Nedir sosyalleşmek? Nedir sosyal olmak? Nasıl sosyal olunur.

Yıllardır dilden düşmeyen sosyal olmak kavramı; Eskilerde yani seksenli yıllar ve öncesinde doğanlar bu kavramı çok iyi bilirler, bazıları hatırlamayabilir. Ama bu yazıdan sonra her şey biraz daha açıklığa kavuşacak. Bizler sosyalleşmek denince; hafta sonu etkinlikleri, sinemalar, tiyatro salonları, hayvanat bahçeleri, çocuk parkları ve daha sayamayacağım birçok güzel etkinliklerle dolu sosyal yaşam adı altında paylaştığımız güzelliklerdi. Biz bu güzelliklerde tanışır, bu güzelliklerde paylaşırdık hayatı. Çok güzel aile ziyaretleri çocuklarda heyecan uyandırırdı. Kapı önlerinde, belediye parklarında, okul bahçelerinde oynanan oyunlar; hayattan güzel kareler olarak bahsettiğimiz ufak kesitler oldu.

Burada yazdıklarımı bu yazıyı okuyan nerdeyse herkes zaten biliyor. Peki ben bunları neden yazıyorum ? Birazdan bahsedeceğim şeyler herkes tarafından bilinen ancak kelimelere döküldüğü zaman insanın içini acıtacak cinsten gerçekler olduğu için.

Peki, ne oldu? Nedir bu insanı üzen o çok önemli şey?

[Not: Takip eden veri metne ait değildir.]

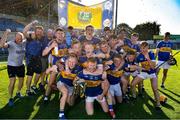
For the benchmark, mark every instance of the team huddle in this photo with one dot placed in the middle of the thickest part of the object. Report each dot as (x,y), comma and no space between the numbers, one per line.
(102,65)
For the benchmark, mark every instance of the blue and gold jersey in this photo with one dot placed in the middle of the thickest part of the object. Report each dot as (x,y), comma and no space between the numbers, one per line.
(68,78)
(113,76)
(145,63)
(165,48)
(135,47)
(128,63)
(93,84)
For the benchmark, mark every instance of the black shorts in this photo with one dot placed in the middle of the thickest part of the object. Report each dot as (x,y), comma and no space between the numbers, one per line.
(14,71)
(34,66)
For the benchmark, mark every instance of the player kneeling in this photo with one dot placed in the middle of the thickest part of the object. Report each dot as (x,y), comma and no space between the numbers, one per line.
(65,83)
(93,77)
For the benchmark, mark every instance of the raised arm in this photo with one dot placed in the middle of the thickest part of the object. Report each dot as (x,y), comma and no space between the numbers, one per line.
(4,39)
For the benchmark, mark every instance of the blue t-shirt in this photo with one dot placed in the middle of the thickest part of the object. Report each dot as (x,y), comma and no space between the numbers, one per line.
(34,48)
(145,64)
(165,48)
(114,77)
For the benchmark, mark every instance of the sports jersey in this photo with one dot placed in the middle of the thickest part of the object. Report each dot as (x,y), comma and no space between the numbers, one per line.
(135,47)
(165,47)
(145,63)
(62,51)
(128,63)
(68,78)
(93,82)
(113,76)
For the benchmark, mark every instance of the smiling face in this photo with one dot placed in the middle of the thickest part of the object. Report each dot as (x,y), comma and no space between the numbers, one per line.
(134,39)
(91,66)
(59,36)
(72,61)
(77,47)
(89,48)
(104,48)
(39,33)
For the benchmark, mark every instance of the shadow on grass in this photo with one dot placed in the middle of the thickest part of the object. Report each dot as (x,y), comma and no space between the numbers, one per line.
(22,108)
(49,110)
(173,92)
(142,108)
(169,96)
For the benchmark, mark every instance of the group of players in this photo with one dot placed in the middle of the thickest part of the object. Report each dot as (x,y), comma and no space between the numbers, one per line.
(105,64)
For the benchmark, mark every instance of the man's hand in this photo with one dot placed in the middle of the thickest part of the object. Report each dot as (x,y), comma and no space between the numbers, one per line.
(8,30)
(34,22)
(100,97)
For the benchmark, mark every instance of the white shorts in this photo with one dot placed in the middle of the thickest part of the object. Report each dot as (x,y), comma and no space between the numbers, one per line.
(164,66)
(70,89)
(145,75)
(91,99)
(115,90)
(133,74)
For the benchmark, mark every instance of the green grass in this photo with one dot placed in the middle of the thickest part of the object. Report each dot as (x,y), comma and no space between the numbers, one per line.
(33,108)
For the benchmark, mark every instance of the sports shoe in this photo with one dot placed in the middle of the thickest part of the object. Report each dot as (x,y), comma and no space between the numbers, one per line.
(158,108)
(29,93)
(34,88)
(62,117)
(112,114)
(46,99)
(162,86)
(11,103)
(125,98)
(41,87)
(18,94)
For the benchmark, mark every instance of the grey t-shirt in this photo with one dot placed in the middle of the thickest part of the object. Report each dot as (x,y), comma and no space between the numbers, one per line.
(16,53)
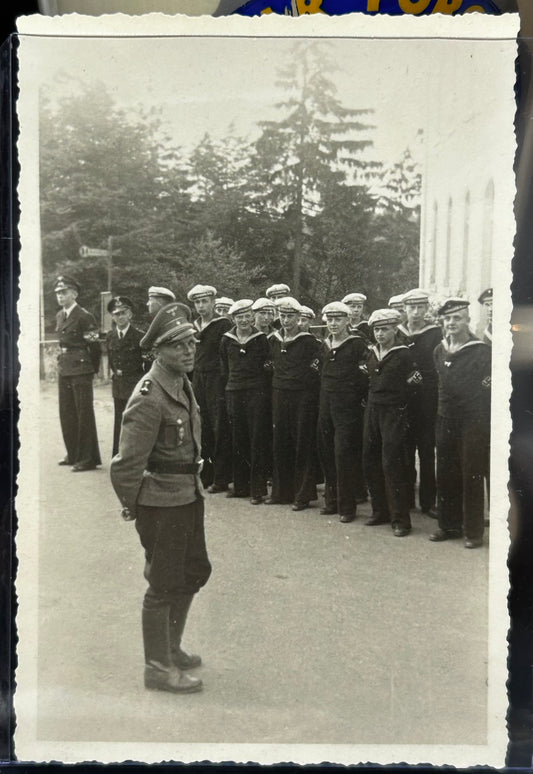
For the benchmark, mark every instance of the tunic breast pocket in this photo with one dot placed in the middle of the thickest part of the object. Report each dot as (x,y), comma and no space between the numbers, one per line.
(173,432)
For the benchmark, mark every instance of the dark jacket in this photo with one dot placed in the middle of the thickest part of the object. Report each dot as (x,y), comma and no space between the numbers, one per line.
(158,429)
(342,367)
(125,361)
(244,366)
(295,363)
(79,347)
(464,379)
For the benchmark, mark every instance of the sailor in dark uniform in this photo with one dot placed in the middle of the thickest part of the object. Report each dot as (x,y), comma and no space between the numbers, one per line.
(392,375)
(463,364)
(343,389)
(125,358)
(422,338)
(244,355)
(295,389)
(77,363)
(156,478)
(356,302)
(209,390)
(222,305)
(485,299)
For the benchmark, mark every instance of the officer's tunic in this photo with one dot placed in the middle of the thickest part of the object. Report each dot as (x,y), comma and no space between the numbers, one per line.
(295,390)
(422,410)
(243,370)
(386,434)
(77,362)
(463,435)
(209,392)
(127,366)
(343,388)
(155,475)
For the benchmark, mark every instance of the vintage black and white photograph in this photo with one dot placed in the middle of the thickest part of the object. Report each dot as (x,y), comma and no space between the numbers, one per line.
(264,310)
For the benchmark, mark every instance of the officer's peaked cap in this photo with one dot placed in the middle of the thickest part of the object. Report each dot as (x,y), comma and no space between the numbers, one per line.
(201,291)
(263,303)
(396,300)
(416,296)
(453,304)
(64,282)
(169,325)
(358,297)
(485,296)
(336,309)
(383,317)
(159,291)
(240,306)
(277,290)
(288,305)
(119,303)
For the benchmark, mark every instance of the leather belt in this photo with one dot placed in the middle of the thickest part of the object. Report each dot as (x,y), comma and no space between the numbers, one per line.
(173,467)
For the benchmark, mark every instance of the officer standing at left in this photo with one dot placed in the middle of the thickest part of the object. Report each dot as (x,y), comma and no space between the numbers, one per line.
(78,361)
(125,358)
(156,478)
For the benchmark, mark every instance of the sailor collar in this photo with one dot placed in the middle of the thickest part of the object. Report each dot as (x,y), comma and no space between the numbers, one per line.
(380,357)
(254,335)
(327,341)
(407,332)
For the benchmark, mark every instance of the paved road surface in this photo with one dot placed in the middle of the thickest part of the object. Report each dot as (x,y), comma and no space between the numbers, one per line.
(311,631)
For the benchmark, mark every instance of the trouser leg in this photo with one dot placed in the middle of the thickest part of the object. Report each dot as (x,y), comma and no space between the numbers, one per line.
(449,475)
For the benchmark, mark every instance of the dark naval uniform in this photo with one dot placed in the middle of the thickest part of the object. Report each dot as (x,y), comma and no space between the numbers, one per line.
(343,390)
(422,410)
(463,435)
(386,434)
(78,361)
(126,363)
(295,390)
(209,392)
(243,369)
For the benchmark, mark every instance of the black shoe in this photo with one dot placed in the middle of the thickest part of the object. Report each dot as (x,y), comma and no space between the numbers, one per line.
(300,506)
(328,510)
(444,534)
(346,518)
(216,488)
(401,531)
(376,519)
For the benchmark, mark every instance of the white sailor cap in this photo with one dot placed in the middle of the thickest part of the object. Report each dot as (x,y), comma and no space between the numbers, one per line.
(354,297)
(224,302)
(416,296)
(336,309)
(396,301)
(263,303)
(277,290)
(288,305)
(383,317)
(241,306)
(163,292)
(201,291)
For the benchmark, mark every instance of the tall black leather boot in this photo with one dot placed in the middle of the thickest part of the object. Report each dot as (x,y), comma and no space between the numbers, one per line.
(179,610)
(160,673)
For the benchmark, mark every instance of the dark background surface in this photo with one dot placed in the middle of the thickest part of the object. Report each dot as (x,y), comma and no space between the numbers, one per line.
(521,555)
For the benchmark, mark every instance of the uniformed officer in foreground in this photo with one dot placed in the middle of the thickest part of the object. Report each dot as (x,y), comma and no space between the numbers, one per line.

Yıllardır süre gelen toplumu yozlaştırmak adına kurulan oyunlar öyle büyüdü ki, insanlar bu oyunların içerisinde olmaktan keyif ve haz alır oldular. Benim yukarıda bahsettiğim sosyal olmak adına yapılan her şey artık geri de kaldı. Şimdi internet üzerinden kurulan yalan hayatlar, gerçek dışı insan profilleri, ya da üzeri bastırılmış arzu ve istekler bu sayfalarda yer bulmaya başladı. Her şey o kadar içinden çıkılmaz hal adı ki, okuduğumuz gazeteden televizyona ve sosyal medya dedikleri bir takım internet kuruluşları hayatımızı esir aldı. İstedikleri insan profilini üzerimize koydular. Televizyonlardaki ensest ilişki üzerine kurulmuş dizi ve programlar, gazetelerdeki erotik haber ve köşeler, sosyal medyadaki kimlik gizliliği sayesinde hayat bulan, karaktersiz erotik ve düşünce bozukluğu taşıyan insan ve grup profilleri. Hepsi insanların düşünmesine engel, hayatlara yapılan müdahaleler ile dolu. Saatlerce gereksiz zaman ayrılan sosyal medya, insanları düşünmekten, içinde bulunduğu durumu görmekten aciz kıldı. Aynen büyük devletlerin ülkemizde olmasını istediği insan profili gibi. Televizyon ve basın yoluyla Kafalar yıkanmaya devam ediyor. Konuşma kurallarından dahi haberi olmayan, hep bir ağızdan konuşma felsefesini hayat profili yapmış, kendi adına inandığı saçma sapan fikirleri topluma konuşma yolu ile değil de, bağırma yolu ile dikte etmeye çalışan saygıdan sevgiden yoksun insanlar ile dolu. Televizyon programlarına çıkan bu aydın insan görüntüsü verilmiş yobazlara verilen fırsatlar da birçok gizli emel barındırıyor. Bir ülkenin kaderi ile oynamalarının yanı sıra, onlara para da kazandırıyoruz. Bu ülkenin masum vatandaşları öyle bir tavır içerisinde ki durumdan hiçte şikâyetçi değilmiş gibi görünüyor. Aileler bile kutlamalarını sosyal medya üzerinden yapıyor. Amerika ve avrupa’nın tam da istediği gibi boş bir toplum havası olunma yolunda hızla yol alıyoruz. Hayatımıza müdahale edenlere, bizleri kültürümüzden, geleneklerimizden, ailemizden, Vatan ve millet kavramından uzaklaştırmaya çalışanlara dur deme zamanı geldi. Bu yaşanılası güzel sevgi ve mutluluklarla dolu hayatımıza sahip çıkalım. Çocuklarımıza geleceğimize onurlu davranalım.  Sizlere bildiğinizi düşündüğüm halde, tarihten bize oynanan oyuna karşı verdiğimiz cevaptan bahsetmek istiyorum.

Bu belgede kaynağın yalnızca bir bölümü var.